Semantic Change Characterization with LLMs using Rhetorics

Paper · arXiv 2407.16624 · Published July 23, 2024

Languages continually evolve in response to societal events, resulting in new terms and shifts in meanings. These changes have significant implications for computer applications, including automatic translation and chatbots, making it essential to characterize them accurately. The recent development of Large Language Models (LLMs) has notably advanced natural language understanding, particularly in sense inference and reasoning. In this paper, we investigate the potential of LLMs in characterizing three types of semantic change: dimension, relation, and orientation. We achieve this by combining LLMs’ Chain-of-Thought with rhetorical devices and conducting an experimental assessment of our approach using newly created datasets. Our results highlight the effectiveness of LLMs in capturing and analyzing semantic changes, providing valuable insights to improve computational linguistic applications.

In this paper, we propose a method for automating the characterization of semantic change across different corpora. To this end, we rely on the following set of predominant typologies defined in the literature (Traugott, 2017; Juvonen and Koptjevskaja- Tamm, 2016):

• Broadening: gaining a new meaning related or not to the previous meaning, such that a word represents more concepts, e.g., ‘cloud,’ a computing infrastructure.

• Narrowing: restriction of meaning occurs when a symbol represents fewer concepts than previously, e.g., ‘gay’ which historically meant festive or happy, is now predominantly used to refer to homosexuality.

• Amelioration: a word gains a more positive sense to the previous sense, nice, ‘foolish, innocent’ changed to ‘pleasant.’

• Pejoration: the word is used with a worse connotation to the previous usage, stincan, ‘smell (sweet or bad)’ changed to stink.

• Metonymization: association between terms, e.g., board ‘table’, changed to “people sitting around a table, governing body.”

• Metaphorization: conceptualizing one thing in terms of another, e.g., ‘head of the company’ the word ‘head’ conceptualizes “command or control.”

In the dimension pole, we compute the “number of senses” a word can have. This pole is self-complementary as increasing represents broadening, and decreasing represents a narrowing of senses. After identifying the number of senses, we can compare the differences between corpora.

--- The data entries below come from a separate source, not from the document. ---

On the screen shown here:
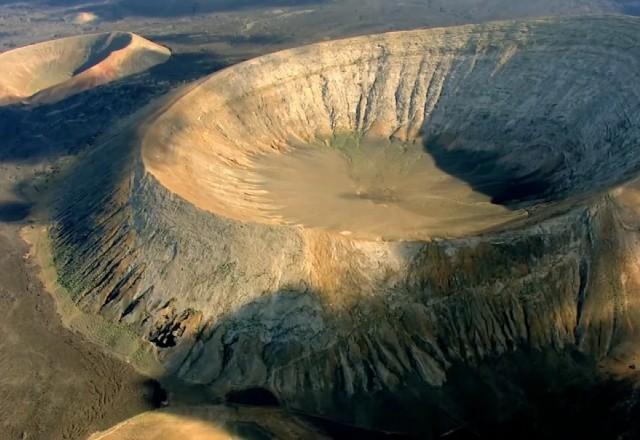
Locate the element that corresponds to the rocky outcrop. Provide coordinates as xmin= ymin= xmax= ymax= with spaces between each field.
xmin=51 ymin=17 xmax=640 ymax=436
xmin=0 ymin=32 xmax=171 ymax=105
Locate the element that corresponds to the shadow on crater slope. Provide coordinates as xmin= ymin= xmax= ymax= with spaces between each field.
xmin=50 ymin=13 xmax=640 ymax=438
xmin=0 ymin=53 xmax=225 ymax=162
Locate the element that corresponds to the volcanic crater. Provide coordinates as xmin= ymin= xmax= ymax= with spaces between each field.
xmin=51 ymin=17 xmax=640 ymax=437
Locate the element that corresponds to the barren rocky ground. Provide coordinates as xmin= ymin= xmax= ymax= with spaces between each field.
xmin=0 ymin=0 xmax=640 ymax=439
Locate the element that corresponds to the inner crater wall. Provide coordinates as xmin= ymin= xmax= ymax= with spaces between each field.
xmin=50 ymin=17 xmax=640 ymax=438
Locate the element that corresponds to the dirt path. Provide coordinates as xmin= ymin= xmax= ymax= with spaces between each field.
xmin=0 ymin=222 xmax=151 ymax=440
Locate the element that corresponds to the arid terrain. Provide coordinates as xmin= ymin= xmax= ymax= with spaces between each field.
xmin=0 ymin=0 xmax=640 ymax=440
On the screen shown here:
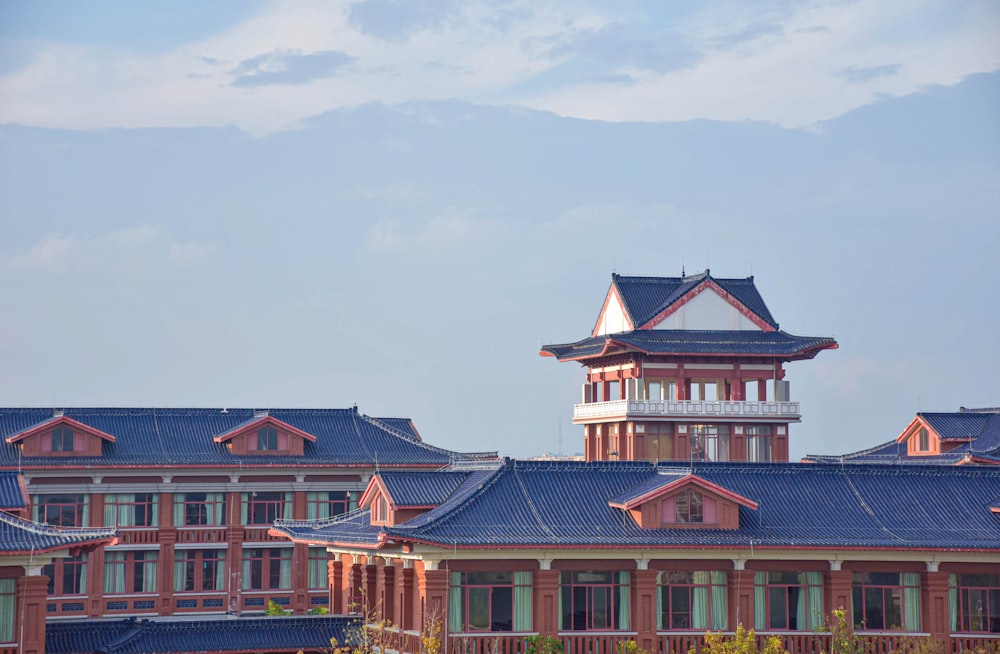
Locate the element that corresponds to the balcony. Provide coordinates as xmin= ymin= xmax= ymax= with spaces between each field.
xmin=573 ymin=400 xmax=801 ymax=424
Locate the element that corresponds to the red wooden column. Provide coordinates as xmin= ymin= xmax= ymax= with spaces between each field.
xmin=726 ymin=559 xmax=754 ymax=631
xmin=414 ymin=560 xmax=448 ymax=638
xmin=326 ymin=555 xmax=346 ymax=614
xmin=823 ymin=561 xmax=854 ymax=624
xmin=920 ymin=561 xmax=951 ymax=642
xmin=396 ymin=561 xmax=418 ymax=630
xmin=631 ymin=559 xmax=657 ymax=652
xmin=531 ymin=561 xmax=560 ymax=636
xmin=14 ymin=568 xmax=48 ymax=654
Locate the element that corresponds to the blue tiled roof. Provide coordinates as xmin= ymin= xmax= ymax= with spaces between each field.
xmin=611 ymin=270 xmax=778 ymax=329
xmin=0 ymin=472 xmax=28 ymax=510
xmin=0 ymin=511 xmax=118 ymax=554
xmin=542 ymin=329 xmax=836 ymax=360
xmin=0 ymin=408 xmax=496 ymax=468
xmin=45 ymin=616 xmax=358 ymax=654
xmin=278 ymin=461 xmax=1000 ymax=550
xmin=805 ymin=409 xmax=1000 ymax=465
xmin=379 ymin=472 xmax=469 ymax=508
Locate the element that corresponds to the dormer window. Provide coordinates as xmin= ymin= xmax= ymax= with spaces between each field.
xmin=52 ymin=427 xmax=73 ymax=452
xmin=674 ymin=489 xmax=705 ymax=523
xmin=257 ymin=427 xmax=278 ymax=451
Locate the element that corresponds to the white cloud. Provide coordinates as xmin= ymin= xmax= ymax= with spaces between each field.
xmin=9 ymin=225 xmax=212 ymax=273
xmin=0 ymin=0 xmax=1000 ymax=134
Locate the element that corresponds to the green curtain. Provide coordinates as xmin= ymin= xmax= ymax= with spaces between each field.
xmin=80 ymin=554 xmax=87 ymax=594
xmin=242 ymin=550 xmax=250 ymax=590
xmin=795 ymin=572 xmax=809 ymax=631
xmin=948 ymin=575 xmax=958 ymax=632
xmin=656 ymin=572 xmax=667 ymax=631
xmin=104 ymin=551 xmax=125 ymax=595
xmin=0 ymin=579 xmax=17 ymax=643
xmin=709 ymin=570 xmax=729 ymax=631
xmin=618 ymin=570 xmax=632 ymax=631
xmin=174 ymin=493 xmax=184 ymax=527
xmin=142 ymin=552 xmax=159 ymax=593
xmin=215 ymin=550 xmax=226 ymax=590
xmin=903 ymin=572 xmax=920 ymax=631
xmin=448 ymin=572 xmax=465 ymax=633
xmin=514 ymin=570 xmax=531 ymax=631
xmin=806 ymin=572 xmax=823 ymax=631
xmin=691 ymin=571 xmax=709 ymax=629
xmin=753 ymin=572 xmax=768 ymax=631
xmin=174 ymin=550 xmax=187 ymax=592
xmin=278 ymin=548 xmax=292 ymax=589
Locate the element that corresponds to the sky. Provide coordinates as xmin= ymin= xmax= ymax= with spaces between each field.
xmin=0 ymin=0 xmax=1000 ymax=460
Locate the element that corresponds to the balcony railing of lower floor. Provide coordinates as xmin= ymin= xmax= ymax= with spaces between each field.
xmin=573 ymin=400 xmax=801 ymax=422
xmin=440 ymin=632 xmax=1000 ymax=654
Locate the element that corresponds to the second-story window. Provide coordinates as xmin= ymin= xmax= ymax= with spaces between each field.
xmin=174 ymin=493 xmax=226 ymax=527
xmin=31 ymin=495 xmax=90 ymax=527
xmin=52 ymin=427 xmax=73 ymax=452
xmin=104 ymin=493 xmax=159 ymax=527
xmin=240 ymin=491 xmax=292 ymax=525
xmin=674 ymin=490 xmax=705 ymax=523
xmin=257 ymin=427 xmax=278 ymax=451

Metaphorical and metonymical changes are classified under the relation category, as these changes enhance the connection between one sense of a word and its other senses. In this framework, a word’s meaning relies on the link established through either conceptual (abstract relation) or material (physical association) similarity between concepts. We identify which senses are used figuratively in relation to other senses of the same word.

The orientation pole regroups the process of amelioration or pejoration of a meaning. In this pole, words are analyzed according to the contextual sentiment captured from each corpus, and then we analyze how the sentiment changes over corpora. In this study, we explore only positive, negative, and neutral sentiment values for words.

LLMs have exhibited significant progress in natural language comprehension. This includes reasoning by analogy (Webb et al., 2022), understanding metaphors (Liu et al., 2022), argumentation (Chen et al., 2023), and acquiring cultural knowledge (Petroni et al., 2019). Additionally, instructing an LLM to generate a rationale, which is a natural language explanation for its reasoning process, before providing an answer has been shown to improve performance on many NLP tasks that require logical reasoning (Wei et al., 2022; Kavumba et al., 2023). This rationale generation step is believed to inject more information retrieved from the LLM’s internal knowledge store into the prompt. This enriched prompt allows the LLM to consider a broader range of knowledge during the final decision-making process (Dasgupta et al., 2022).